Weitere Barrieren und Usability-Probleme bei der Nutzung von Miro mit:
Didaktische Konsequenzen und Empfehlungen
Whiteboards sind aufgrund der Funktionsfülle und der räumlich orientierten Interaktionen nicht intuitiv bedienbar. Das erschwert die Bedienung mit assistiven Technologien. Deshalb sollte die erste didaktische Überlegung sein, ob das Whiteboard für den didaktischen Zweck zwingend notwendig ist oder ob ein einfacheres Tool wie digitale Pinnwände oder ein Etherpad den Zweck ebenso erfüllen könnte.
In Live-Settings können sich Studierende, die auf eine Sprachsteuerung oder Screenreader angewiesen sind, nicht gleichberechtigt aktiv beteiligen. Sind Studierende mit diesen Bedarfen in der Lerngruppe, sollte entweder ein einfacheres Tool gewählt werden oder grundsätzlich in Paaren oder Kleingruppen am Board gearbeitet werden.
Stellen Sie Links zu Anleitungen für alle Studierenden zur Verfügung.

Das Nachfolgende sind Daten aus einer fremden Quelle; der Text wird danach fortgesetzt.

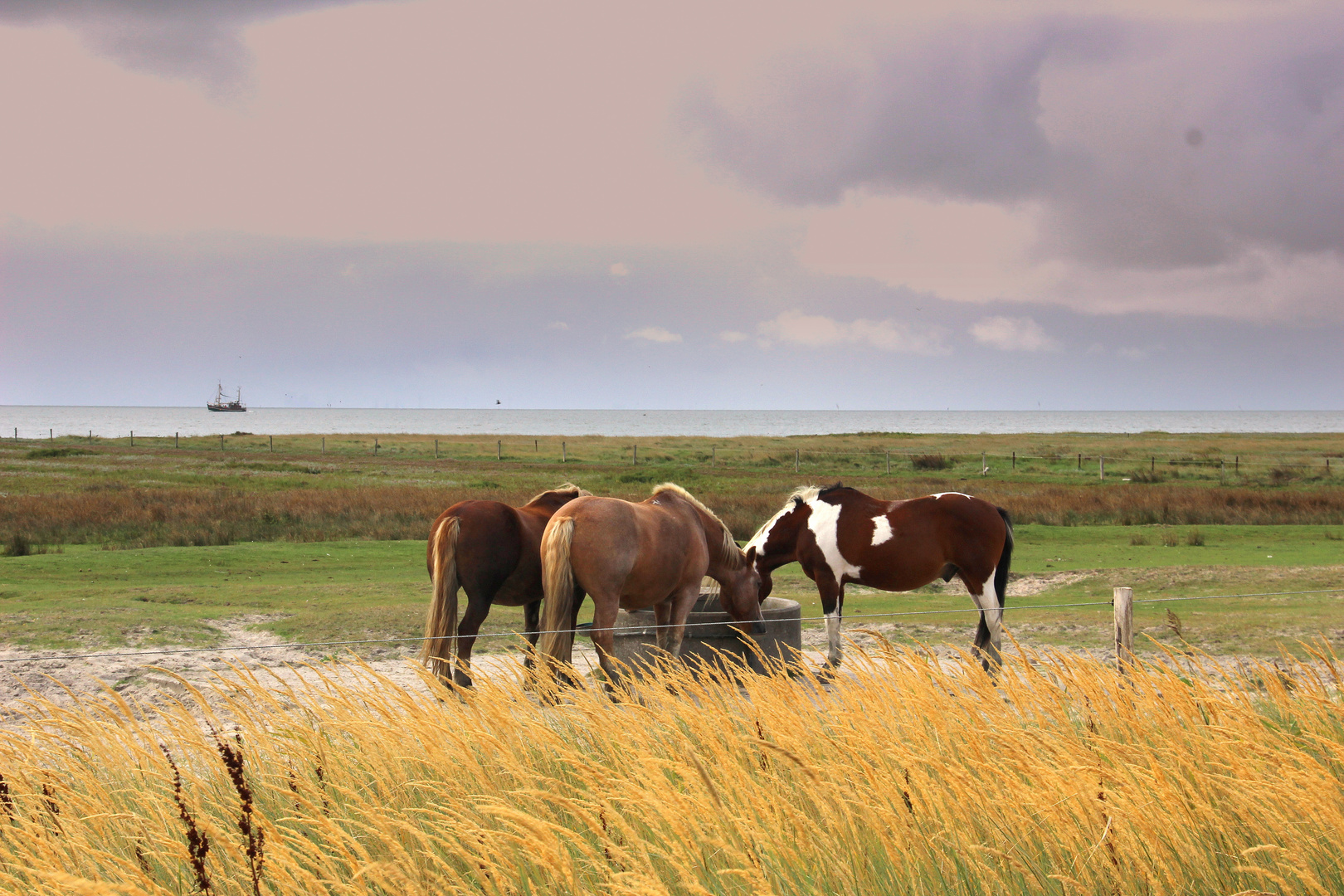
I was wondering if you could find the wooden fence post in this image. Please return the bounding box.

Alle Tools sind besser bzw. nur bedienbar, wenn sich Studierende mit ihnen auskennen. Vor der Arbeit den Tools sollte der jeweilige Einsatz angekündigt, auf eine ausführliche und praxisnahe Anleitung und Einführung in das Tool hingewiesen oder dies durch Materialen zum Selbststudium aufbereitet werden. Idealerweise stellen die Hersteller der Tools Anleitungen zu Tastaturkürzeln und erleichterten Bedienung zur Verfügung, auf die Sie in Ihren Anleitungen verweisen können. Gerade für Screenreader-Nutzer*innen empfiehlt sich der Hinweis auf die Menüsprache in Englisch. Es hilft, wenn Lehrende zudem kurz den Aufbau des eigenen Boards erklären und welche Funktionen genutzt werden sollen.
Links zu Anleitungen
Gestalten Sie Ihre Boards barrierefrei.
Gestalten Sie das Tool mit möglichst wenig Elementen, die übersichtlich angeordnet sind. Betten Sie alle Elemente und Inhalte in Rahmen ein. In Mural empfiehlt sich z. B. die Definition aller Rahmen als „Outline“. Den Studierenden sollte hier der Hinweis gegeben werden, wie man über Outline mit den jeweiligen assistiven Technologien navigiert. In Miro sollten alle Rahmen beschriftet werden (Hinweis: Dies unterstützt die visuelle Orientierung auf dem Board. Die Funktion ist für Screenreader nicht zugänglich).
Achten Sie auf die Verwendung kontrastreicher Elemente (Kontrastverhältnis mind. 4,5:1).
Links zu Anleitungen
Begleiten Sie die Arbeit mit dem Board barrierefrei.
Bedenken Sie in Ihrer Zeitplanung und Moderation der Lehrveranstaltung, dass Nutzer*innen assistiver Technologien mehr Zeit zur Navigation und Orientierung auf dem Board benötigen. Planen Sie intuitiv also immer mehr Zeit ein. Geben Sie in der Moderation einen Überblick über alle enthaltenen Elemente – verbalisieren Sie sämtliche Inhalte! Fördern Sie mündliche Diskussionen durch gezielte Aufgabenstellungen, die nicht nur die Zusammenarbeit im Board erfordern.